I left out some things, but you came off very rude. I'm learning and independently trying to improve. I thought forums were friendly environments where people help each other and provided as an extra avenue of learning.

Be advised the forum has a small population of some what rude know-it-alls, but they can't help themselves with their help. Just give them some sympathy. As to your h-bridge, I think the h-bridge is not turning on. The "I am not using the 470uf capacitor in the schematic" may be a critical part of the issue. The way the capacitor is in the circuit it may be acting somewhat as a voltage charge pump or PWM enhancement for the bases of the transistors.

Thanks for the input. I did have one out of the two h-bridges working without the capacitor and that reason sort of make me feel like it's something I am just overlooking. Next thing i'll do is add the cap though. Thanks

Definitely add the capacitor. 470uF is an absolute minimum and if your motors have low inductance them you might well want a bigger value. Lack of the capacitor in conjunction with inductive spikes from the motor (at 500Hz with Arduino PWM) could easily have damaged several things.
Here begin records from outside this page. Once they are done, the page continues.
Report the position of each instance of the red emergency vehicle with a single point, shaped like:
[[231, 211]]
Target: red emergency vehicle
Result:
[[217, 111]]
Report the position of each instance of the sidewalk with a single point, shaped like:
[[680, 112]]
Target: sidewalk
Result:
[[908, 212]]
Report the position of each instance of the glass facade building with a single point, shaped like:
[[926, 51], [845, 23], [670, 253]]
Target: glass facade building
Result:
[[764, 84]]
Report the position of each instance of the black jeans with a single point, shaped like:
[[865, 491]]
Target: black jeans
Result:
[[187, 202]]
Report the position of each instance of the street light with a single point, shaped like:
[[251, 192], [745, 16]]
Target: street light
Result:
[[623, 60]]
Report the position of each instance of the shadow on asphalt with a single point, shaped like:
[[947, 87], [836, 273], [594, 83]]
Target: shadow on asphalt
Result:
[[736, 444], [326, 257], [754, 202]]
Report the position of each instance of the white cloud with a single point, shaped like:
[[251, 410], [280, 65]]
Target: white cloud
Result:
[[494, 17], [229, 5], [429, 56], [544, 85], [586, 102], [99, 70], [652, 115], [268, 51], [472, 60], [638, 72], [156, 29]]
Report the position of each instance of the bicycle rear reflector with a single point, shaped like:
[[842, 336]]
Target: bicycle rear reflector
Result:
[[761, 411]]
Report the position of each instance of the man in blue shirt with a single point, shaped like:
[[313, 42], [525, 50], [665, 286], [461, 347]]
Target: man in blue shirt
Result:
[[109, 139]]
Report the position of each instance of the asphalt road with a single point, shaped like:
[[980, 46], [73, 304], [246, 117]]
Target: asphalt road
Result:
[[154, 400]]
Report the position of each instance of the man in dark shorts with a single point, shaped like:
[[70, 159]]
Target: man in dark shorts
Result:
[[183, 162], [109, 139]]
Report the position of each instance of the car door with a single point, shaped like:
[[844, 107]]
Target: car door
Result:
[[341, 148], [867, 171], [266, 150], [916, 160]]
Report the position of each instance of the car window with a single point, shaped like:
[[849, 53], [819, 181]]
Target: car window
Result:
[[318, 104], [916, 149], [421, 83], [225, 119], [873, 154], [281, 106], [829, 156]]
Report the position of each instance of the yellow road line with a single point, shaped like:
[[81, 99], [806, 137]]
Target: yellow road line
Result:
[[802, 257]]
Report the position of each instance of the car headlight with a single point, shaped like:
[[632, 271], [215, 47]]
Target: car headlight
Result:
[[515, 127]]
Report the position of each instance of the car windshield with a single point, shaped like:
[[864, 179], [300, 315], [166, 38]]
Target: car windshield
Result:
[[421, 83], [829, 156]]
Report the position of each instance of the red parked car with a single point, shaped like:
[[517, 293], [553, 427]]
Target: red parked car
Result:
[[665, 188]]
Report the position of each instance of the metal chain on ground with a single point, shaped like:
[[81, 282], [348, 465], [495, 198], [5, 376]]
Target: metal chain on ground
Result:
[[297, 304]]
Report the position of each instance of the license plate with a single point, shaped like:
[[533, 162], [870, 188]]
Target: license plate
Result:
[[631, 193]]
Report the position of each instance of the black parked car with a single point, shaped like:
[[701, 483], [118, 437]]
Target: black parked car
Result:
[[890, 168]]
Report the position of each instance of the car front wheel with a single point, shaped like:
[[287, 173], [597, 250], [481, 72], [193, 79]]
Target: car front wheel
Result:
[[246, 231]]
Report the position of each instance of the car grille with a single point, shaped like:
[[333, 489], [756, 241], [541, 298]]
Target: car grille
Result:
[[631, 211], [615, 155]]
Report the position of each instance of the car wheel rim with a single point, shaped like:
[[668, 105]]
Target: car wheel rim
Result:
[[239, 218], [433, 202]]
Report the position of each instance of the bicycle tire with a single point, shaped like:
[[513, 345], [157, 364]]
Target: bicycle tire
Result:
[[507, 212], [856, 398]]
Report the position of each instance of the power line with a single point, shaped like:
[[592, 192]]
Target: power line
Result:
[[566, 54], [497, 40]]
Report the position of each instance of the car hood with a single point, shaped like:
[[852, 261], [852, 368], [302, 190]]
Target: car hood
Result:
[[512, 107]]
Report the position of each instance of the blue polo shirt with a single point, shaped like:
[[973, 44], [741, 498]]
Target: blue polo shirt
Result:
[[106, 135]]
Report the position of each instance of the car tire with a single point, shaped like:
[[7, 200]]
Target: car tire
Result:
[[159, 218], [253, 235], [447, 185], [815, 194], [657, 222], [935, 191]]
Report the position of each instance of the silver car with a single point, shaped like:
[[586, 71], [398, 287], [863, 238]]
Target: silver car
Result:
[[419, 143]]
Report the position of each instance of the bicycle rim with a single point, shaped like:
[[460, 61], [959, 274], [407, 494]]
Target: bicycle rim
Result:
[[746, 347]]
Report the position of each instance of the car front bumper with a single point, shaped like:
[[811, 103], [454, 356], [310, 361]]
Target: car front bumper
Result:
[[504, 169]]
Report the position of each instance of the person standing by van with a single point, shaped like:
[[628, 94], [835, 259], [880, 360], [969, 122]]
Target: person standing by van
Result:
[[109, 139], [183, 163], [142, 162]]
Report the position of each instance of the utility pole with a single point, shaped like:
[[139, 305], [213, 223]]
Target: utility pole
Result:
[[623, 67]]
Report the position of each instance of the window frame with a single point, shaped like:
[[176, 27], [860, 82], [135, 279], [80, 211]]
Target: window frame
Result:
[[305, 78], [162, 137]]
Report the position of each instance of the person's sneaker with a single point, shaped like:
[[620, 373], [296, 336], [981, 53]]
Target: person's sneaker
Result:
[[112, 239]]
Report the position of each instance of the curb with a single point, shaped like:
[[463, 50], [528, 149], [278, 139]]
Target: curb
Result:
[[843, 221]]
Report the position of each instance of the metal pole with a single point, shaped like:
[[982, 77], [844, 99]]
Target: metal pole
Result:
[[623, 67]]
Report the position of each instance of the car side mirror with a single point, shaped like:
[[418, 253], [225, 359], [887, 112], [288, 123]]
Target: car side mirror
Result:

It sounds like you've blown up one of the output transistors - I suggest putting them in a transistor tester and making sure nothing has a collector/emitter short. Worst case, you need to replace about $3 of silicon, but try to figure out why it blew up or it will happen again.

PS opto-isolators between your Arduino and motor driver are a very good idea. They're very cheap and will save you from blowing up a $10+ microcontroller and/or all the expensive stuff it might be connected to (your PC?).

I see you've met our troll.

You said you applied 5V to the input. You must realize you must apply voltages to BOTH the INA and INB nodes. When INA is 5V, INB must be 0V. When INB is 5V, INA must be 0V. Complementary voltages must be applied to the inputs to get complementary voltages at the outputs. This is how an H-bridge works. It allows the differential output voltage to swing from +12V to -12V so the motor can go from forward to reverse. You will need to have a circuit to convert your single ended input voltage signal to a differential voltage signal to drive the input of the H-bridge.